Liefer- und Zahlungsverzug

Hat das Unternehmen nicht bis zum vereinbarten Termin geliefert bzw. die beauftragten Arbeiten fertiggestellt, so kann man als Konsumentin/Konsument deshalb nicht schon ohne Weiteres aus dem Vertrag aussteigen. Man muss zunächst auf Erfüllung des Vertrages bestehen und versuchen, das säumige Unternehmen zur möglichst raschen Vertragserfüllung zu bewegen.

Was tun bei Lieferverzug?

Hat man das Vertrauen oder die Geduld verloren, so ist die Vertragsauflösung nur möglich, wenn die Leistung auch innerhalb einer angemessenen Nachfrist - typischerweise zwei bis drei Wochen - nicht erfolgt. Wird die Leistung vom Unternehmen in der Nachfrist nicht erbracht, ist damit der Vertrag aufgelöst. Schon gegebene Anzahlungen sind zurückzuerstatten.

Nur in Ausnahmefällen kann die Nachfristsetzung entfallen. Dies ist bei einem sogenannten „Fixgeschäft" der Fall, bei dem eine spätere Leistung ausgeschlossen ist. Ein typisches Beispiel wäre der Hochzeitsfotograf. 

Wenn das Unternehmen selbst erklärt, überhaupt nicht mehr liefern zu wollen, braucht man eine Nachfrist nicht abzuwarten. Wurde der Verzug durch das Unternehmen verschuldet, so kann man auch Schadenersatz für die Verspätung bzw. im Rücktrittsfall für eine teurere Ersatzbeschaffung verlangen. Vorsicht, wenn der Verzug des Unternehmens auf wirtschaftliche Schwierigkeiten zurückzuführen ist.

Konkurs des Unternehmens

Im Konkursfall kann der Vertrag vom Masseverwalter aufgelöst werden, von den bereits getätigten Vorauszahlungen kann man dann nur mehr die (geringe) Konkursquote zurückbekommen. Im Konkursverfahren werden Gläubiger häufig durch „bevorrechtete Gläubigerschutzverbände" vertreten.

Zahlungsverzug

Wer mit Zahlungen in Verzug kommt, muss Verzugszinsen für die Verspätung leisten. Ohne gesonderte Vereinbarung sind es bei Konsumentengeschäften vier Prozent Verzugszinsen. In der Regel sehen die von den Unternehmen verwendeten Allgemeinen Geschäftsbedingungen wesentlich höhere Verzugszinsenregelungen vor. Besonders hohe Verzugszinsenvereinbarungen können vom Gericht gemäßigt werden.

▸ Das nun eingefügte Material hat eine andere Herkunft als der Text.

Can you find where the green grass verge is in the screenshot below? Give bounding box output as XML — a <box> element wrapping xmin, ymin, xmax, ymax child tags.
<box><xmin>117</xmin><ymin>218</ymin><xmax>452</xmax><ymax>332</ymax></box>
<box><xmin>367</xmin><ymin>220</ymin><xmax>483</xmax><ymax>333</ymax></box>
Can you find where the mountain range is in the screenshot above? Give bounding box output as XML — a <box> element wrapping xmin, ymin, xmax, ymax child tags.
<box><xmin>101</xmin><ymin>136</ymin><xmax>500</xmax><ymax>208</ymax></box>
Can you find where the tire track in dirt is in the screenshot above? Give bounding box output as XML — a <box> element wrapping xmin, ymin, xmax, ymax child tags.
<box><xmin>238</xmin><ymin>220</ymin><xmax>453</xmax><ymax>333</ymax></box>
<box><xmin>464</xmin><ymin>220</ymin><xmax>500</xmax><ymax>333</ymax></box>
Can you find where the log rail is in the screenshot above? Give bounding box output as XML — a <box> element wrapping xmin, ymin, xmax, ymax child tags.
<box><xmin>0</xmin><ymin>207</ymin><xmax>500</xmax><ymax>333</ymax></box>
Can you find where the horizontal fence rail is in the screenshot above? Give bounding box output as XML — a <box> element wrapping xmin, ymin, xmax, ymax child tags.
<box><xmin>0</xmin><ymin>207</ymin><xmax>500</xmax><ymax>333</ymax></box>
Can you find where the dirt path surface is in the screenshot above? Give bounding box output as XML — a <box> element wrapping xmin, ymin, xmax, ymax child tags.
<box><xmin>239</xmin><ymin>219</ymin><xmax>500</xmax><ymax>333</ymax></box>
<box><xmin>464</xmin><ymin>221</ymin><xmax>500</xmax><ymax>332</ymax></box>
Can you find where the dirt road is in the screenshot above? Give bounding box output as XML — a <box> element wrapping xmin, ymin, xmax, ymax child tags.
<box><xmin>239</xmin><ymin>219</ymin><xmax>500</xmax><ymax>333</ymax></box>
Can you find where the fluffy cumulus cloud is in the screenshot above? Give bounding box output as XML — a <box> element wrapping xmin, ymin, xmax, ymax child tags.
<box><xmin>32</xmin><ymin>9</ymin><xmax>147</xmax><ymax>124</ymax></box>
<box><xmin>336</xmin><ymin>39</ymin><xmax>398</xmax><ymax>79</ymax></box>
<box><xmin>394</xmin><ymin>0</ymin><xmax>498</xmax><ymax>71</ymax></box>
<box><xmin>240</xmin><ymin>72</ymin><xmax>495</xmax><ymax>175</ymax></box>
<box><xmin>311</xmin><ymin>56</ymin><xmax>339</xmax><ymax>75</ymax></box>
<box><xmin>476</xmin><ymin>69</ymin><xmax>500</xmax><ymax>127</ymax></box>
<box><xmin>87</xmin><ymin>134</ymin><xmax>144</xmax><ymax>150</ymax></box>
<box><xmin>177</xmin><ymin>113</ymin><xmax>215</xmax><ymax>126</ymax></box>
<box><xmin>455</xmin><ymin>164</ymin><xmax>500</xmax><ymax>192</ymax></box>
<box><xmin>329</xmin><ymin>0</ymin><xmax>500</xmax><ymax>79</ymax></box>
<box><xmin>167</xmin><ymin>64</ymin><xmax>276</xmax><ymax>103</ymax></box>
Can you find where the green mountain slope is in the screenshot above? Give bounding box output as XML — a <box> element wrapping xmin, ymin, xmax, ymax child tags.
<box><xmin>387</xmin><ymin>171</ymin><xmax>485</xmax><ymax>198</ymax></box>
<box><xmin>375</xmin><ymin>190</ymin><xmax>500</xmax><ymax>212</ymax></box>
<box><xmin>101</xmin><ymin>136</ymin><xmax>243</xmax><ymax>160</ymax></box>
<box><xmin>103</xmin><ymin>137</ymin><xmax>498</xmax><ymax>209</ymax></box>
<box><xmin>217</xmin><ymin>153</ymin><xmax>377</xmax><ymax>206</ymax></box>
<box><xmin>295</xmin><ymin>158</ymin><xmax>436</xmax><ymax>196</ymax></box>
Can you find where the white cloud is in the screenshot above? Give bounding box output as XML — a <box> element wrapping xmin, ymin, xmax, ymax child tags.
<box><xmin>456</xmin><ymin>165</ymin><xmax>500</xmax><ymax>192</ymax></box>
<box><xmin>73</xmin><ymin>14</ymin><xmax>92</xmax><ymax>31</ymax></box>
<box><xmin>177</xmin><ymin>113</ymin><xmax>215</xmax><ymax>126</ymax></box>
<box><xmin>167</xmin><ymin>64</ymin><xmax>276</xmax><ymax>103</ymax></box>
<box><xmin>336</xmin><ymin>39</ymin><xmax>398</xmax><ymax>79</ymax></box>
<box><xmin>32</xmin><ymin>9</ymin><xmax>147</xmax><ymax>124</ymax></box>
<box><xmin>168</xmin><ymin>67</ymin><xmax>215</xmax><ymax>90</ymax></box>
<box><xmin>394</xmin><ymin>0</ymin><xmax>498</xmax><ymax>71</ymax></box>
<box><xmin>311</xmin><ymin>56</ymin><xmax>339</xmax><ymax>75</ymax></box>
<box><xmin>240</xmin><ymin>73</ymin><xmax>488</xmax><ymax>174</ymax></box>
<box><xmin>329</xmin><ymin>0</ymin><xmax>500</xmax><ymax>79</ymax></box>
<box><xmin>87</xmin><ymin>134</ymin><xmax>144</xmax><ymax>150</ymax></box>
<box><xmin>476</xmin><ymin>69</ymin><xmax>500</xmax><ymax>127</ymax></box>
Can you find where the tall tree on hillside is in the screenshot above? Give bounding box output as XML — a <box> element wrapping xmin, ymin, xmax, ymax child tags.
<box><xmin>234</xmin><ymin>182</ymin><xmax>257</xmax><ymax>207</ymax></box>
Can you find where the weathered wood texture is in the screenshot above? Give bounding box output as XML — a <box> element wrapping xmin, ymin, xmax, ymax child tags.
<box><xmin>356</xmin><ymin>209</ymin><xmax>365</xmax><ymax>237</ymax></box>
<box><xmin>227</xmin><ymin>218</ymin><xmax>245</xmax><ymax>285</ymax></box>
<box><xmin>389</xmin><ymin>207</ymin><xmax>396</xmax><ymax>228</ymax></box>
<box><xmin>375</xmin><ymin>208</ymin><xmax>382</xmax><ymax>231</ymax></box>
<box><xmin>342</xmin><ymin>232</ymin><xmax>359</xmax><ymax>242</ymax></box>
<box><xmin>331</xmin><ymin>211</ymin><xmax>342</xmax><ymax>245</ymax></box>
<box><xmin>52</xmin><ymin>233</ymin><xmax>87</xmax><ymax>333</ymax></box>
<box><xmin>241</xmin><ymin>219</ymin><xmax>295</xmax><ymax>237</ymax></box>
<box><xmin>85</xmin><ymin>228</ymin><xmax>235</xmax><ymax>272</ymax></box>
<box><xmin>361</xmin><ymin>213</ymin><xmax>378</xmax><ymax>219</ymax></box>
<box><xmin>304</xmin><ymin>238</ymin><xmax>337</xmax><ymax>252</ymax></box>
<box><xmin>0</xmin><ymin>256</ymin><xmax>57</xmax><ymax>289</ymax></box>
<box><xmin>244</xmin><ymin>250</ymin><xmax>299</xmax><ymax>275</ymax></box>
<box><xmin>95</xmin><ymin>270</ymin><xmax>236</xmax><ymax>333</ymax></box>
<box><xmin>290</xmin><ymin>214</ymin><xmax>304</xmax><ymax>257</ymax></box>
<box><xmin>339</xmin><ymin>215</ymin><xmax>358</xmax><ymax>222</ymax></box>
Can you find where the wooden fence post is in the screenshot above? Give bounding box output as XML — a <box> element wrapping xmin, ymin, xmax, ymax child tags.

"Terminsverlust" in Verbraucherkreditverträgen

Bedeutung haben Verzugszinsen auch bei Verbraucherkreditverträgen. Die Geschäftsbedingungen sehen dort regelmäßig den sogenannten „Terminsverlust" vor. Versäumt man Zahlungstermine, so wird die gesamte noch offene Forderung auf einmal fällig gestellt. Dies ist nur dann erlaubt, wenn der Verzug mit (mindestens) einer Zahlung schon sechs Wochen oder länger dauert und wenn das Unternehmen die Zahlung unter Setzung einer mindestens zweiwöchigen Nachfrist erfolglos eingemahnt hat. In dieser Mahnung müssen die Konsumentinnen/Konsumenten auch schon auf die drohende Gesamtfälligstellung hingewiesen worden sein.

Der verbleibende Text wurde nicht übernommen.